US Linking Up With China in Space Projects

April 10, 1998

A space partnership between the US, the world's biggest maker of satellites, and China, which provides the lowest-priced launches, would seem to be a match made in heaven.

If China continues to become a more responsible player on the world stage by reducing arms sales to belligerent regimes and by relaxing domestic political controls, say Western officials and experts, its space ties with the US are likely to be broadened.

"For now, there are only minimal government-to-government links in the area of space," says a Western official in Beijing who asked not to be identified. "But there has been tremendous growth in commercial space ties between the two countries."

"Presidents Clinton and Jiang Zemin agreed to deepen space cooperation during their summit in Washington" last October, says a diplomat in Beijing. "And the US is likely to move slowly toward that goal despite remaining conflicts in the area of space and missiles."
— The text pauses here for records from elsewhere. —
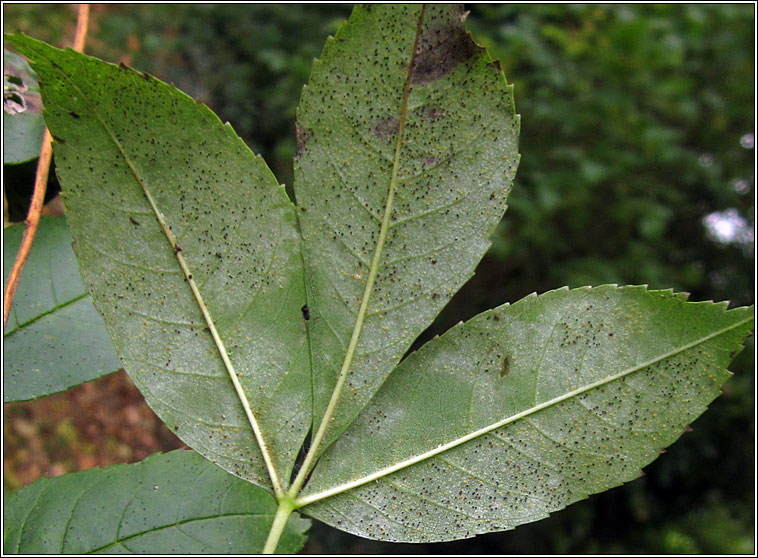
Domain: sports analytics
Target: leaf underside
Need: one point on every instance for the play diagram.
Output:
(162, 197)
(450, 136)
(54, 339)
(459, 442)
(174, 503)
(406, 149)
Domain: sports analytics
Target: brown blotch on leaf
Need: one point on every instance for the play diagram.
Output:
(442, 47)
(432, 114)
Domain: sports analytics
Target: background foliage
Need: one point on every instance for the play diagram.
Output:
(637, 124)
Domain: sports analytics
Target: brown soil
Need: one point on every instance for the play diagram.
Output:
(100, 423)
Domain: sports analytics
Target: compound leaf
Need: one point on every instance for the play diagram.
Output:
(174, 503)
(525, 409)
(407, 146)
(190, 250)
(54, 339)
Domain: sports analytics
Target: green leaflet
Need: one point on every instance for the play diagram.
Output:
(444, 157)
(173, 216)
(55, 338)
(23, 125)
(406, 148)
(599, 381)
(174, 503)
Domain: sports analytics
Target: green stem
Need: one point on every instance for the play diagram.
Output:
(286, 505)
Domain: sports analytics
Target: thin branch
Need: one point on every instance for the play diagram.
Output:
(40, 186)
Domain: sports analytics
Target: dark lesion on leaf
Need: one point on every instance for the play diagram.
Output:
(441, 47)
(386, 128)
(302, 136)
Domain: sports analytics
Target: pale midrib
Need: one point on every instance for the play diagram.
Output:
(304, 501)
(326, 420)
(277, 486)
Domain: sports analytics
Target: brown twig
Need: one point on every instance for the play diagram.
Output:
(40, 186)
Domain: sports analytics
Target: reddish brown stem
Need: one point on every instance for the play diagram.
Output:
(40, 186)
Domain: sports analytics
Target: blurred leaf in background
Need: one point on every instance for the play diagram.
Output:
(637, 167)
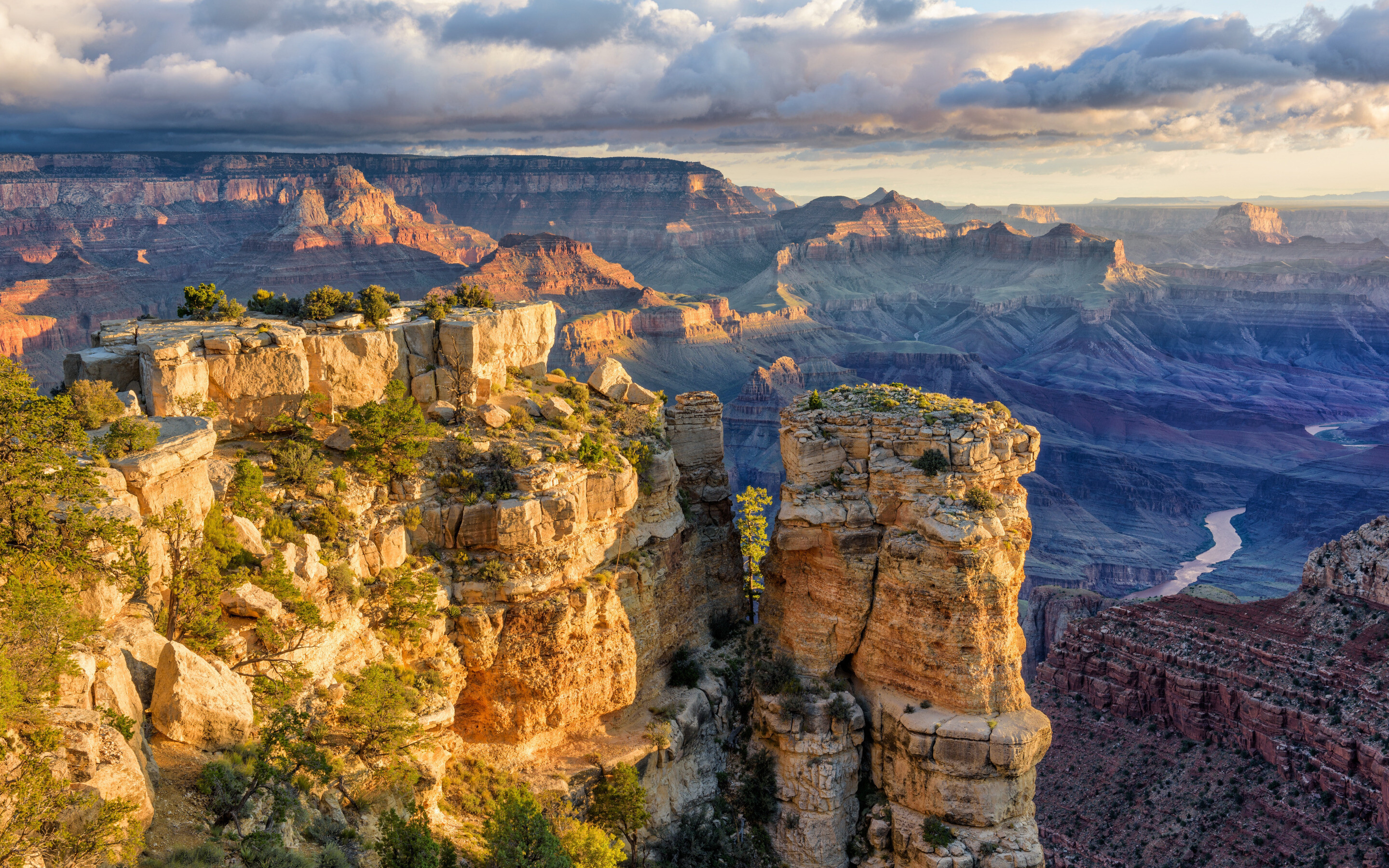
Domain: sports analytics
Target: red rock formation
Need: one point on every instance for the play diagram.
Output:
(1296, 679)
(555, 269)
Investigating technology leaks

Last week, Clinton administration officials leaked details of a secret federal investigation into charges that two American satellite makers may have given China restricted rocket technology.

In helping Chinese scientists review the 1996 explosion of a Long March rocket carrying a US-made satellite, Hughes Electronics Corp. and Loral Space & Communications may have passed technical know-how that could help Beijing improve its defense-missile program, said a report in The New York Times on April 4.
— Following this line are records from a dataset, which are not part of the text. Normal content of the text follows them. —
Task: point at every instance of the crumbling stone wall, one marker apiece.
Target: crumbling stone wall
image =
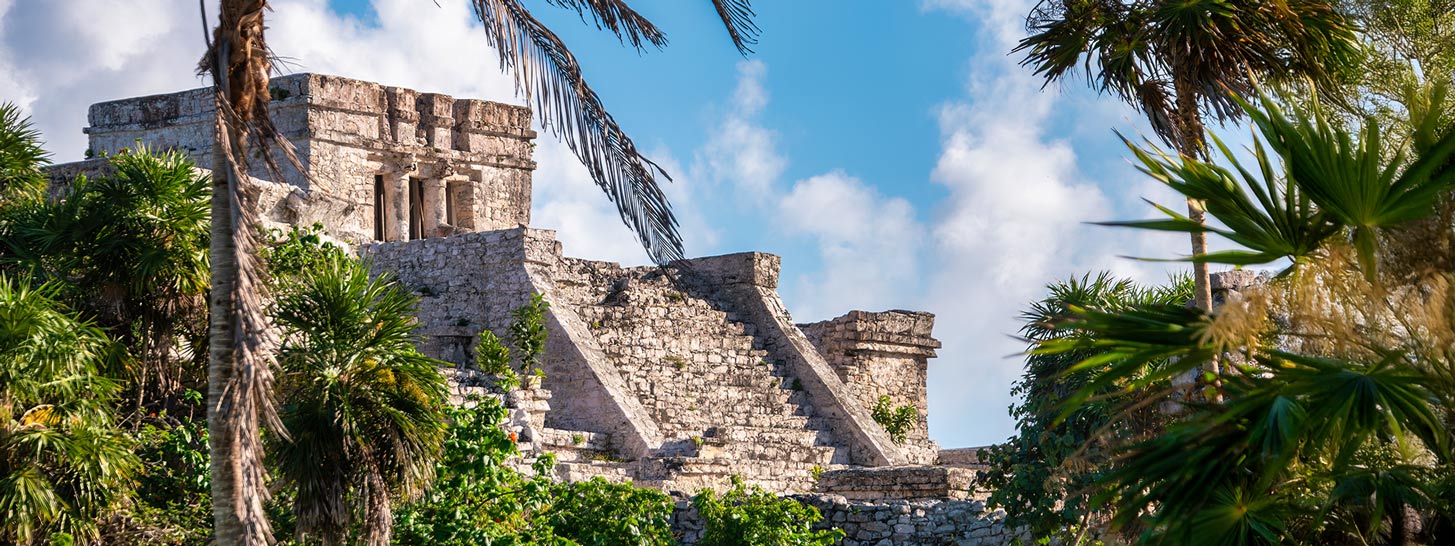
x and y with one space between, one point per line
380 163
883 354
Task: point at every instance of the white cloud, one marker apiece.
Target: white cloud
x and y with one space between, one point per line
56 60
1013 222
741 152
867 243
58 57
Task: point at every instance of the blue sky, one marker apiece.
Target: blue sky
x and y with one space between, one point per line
891 152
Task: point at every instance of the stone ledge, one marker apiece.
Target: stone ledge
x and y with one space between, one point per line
899 482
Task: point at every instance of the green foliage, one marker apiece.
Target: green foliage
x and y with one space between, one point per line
751 516
480 500
897 421
1327 181
598 513
360 404
527 332
1045 475
495 360
22 157
1332 420
63 462
128 252
297 251
1176 60
173 503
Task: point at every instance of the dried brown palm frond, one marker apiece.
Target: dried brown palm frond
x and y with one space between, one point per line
549 76
620 19
240 373
738 15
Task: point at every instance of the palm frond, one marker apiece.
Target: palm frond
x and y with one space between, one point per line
22 157
736 16
549 74
619 18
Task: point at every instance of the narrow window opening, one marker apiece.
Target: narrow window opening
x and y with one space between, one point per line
380 211
451 217
416 208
"Based on the limited information available, it's hard to tell how serious the breach of American space technology restrictions might have been," says the Western official.

"The vehicles China uses to launch satellites are another version of the missiles it uses to deliver nuclear weapons," says Jonathan Pollack, an expert on the Chinese military at the California-based RAND think tank.

Advances in the space program could similarly be applied to the military program, says the diplomat.

But the Western official says that because President Clinton this year approved technology transfers similar to those under investigation, "they could not seriously affect American security interests."

Changing relationship

Although Washington did not recognize Beijing for three decades following the 1949 communist revolution here, "since forming diplomatic ties in 1979, the US and China have been moving away from an adversarial relationship," says the Western official.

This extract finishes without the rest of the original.